The imperative for renewable sources of energy, energy efficiency, and green transportation and power infrastructure is clear. And yet, we continue to neglect these priorities while plowing tens of billions of dollars of subsidies into polluting and wildly profitable oil and gas companies that create far fewer jobs and exacerbate global warming.

President Obama’s energy plan would eliminate $30 billion in giveaways to oil and gas companies and make polluting energy companies pay for their global warming pollution in order to invest in renewable energy infrastructure and cut taxes for 95 percent of working American families. This is the way to go.

Conclusion

There is no reason why the United States shouldn’t lead the world in renewable energy. Start-up companies across our country should be developing the solar panels of the future for deployment in the Southwest and on rooftops with good exposure to the sun nationwide. Wind turbines should be sprouting across our Great Plains and our coastlines. Thermal energy captured beneath our mountains and beneath our homes should be part of our alternative energy mix.
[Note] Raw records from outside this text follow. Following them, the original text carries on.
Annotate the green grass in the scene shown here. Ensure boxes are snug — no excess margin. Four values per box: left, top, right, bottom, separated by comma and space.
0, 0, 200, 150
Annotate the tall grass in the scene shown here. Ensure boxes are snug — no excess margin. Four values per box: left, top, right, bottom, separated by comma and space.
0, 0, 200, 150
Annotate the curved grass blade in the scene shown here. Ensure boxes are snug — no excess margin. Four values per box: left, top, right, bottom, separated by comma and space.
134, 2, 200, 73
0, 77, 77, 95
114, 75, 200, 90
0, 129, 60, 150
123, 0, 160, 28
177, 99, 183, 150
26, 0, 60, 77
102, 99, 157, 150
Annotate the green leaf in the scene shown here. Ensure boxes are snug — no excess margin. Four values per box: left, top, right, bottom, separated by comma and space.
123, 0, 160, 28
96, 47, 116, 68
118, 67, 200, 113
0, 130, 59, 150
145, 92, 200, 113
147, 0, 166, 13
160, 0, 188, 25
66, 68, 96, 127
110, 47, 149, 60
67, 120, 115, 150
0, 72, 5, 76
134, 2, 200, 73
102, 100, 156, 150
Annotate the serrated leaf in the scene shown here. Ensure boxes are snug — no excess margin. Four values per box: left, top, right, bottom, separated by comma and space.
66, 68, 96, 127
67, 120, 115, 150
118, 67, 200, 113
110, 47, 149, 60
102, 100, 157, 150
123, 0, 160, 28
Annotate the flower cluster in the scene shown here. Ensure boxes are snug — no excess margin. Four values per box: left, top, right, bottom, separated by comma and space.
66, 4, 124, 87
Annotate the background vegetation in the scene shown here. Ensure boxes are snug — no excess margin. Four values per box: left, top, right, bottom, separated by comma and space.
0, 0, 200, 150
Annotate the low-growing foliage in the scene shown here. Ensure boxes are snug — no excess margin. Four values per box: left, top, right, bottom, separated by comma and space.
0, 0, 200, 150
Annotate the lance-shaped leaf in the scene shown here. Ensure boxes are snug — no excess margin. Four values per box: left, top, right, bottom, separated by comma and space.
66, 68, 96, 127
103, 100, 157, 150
And as a nation we should be developing and deploying the battery technologies needed to power the hybrid cars built in auto factories in the Midwest and elsewhere—alongside a smart electric grid capable of helping all Americans save on energy costs and combat global warming.

The rest of the world is seizing this opportunity. If we seize it with them, then together we can save the planet and develop China, the European Union, and the rest of the world as our customers.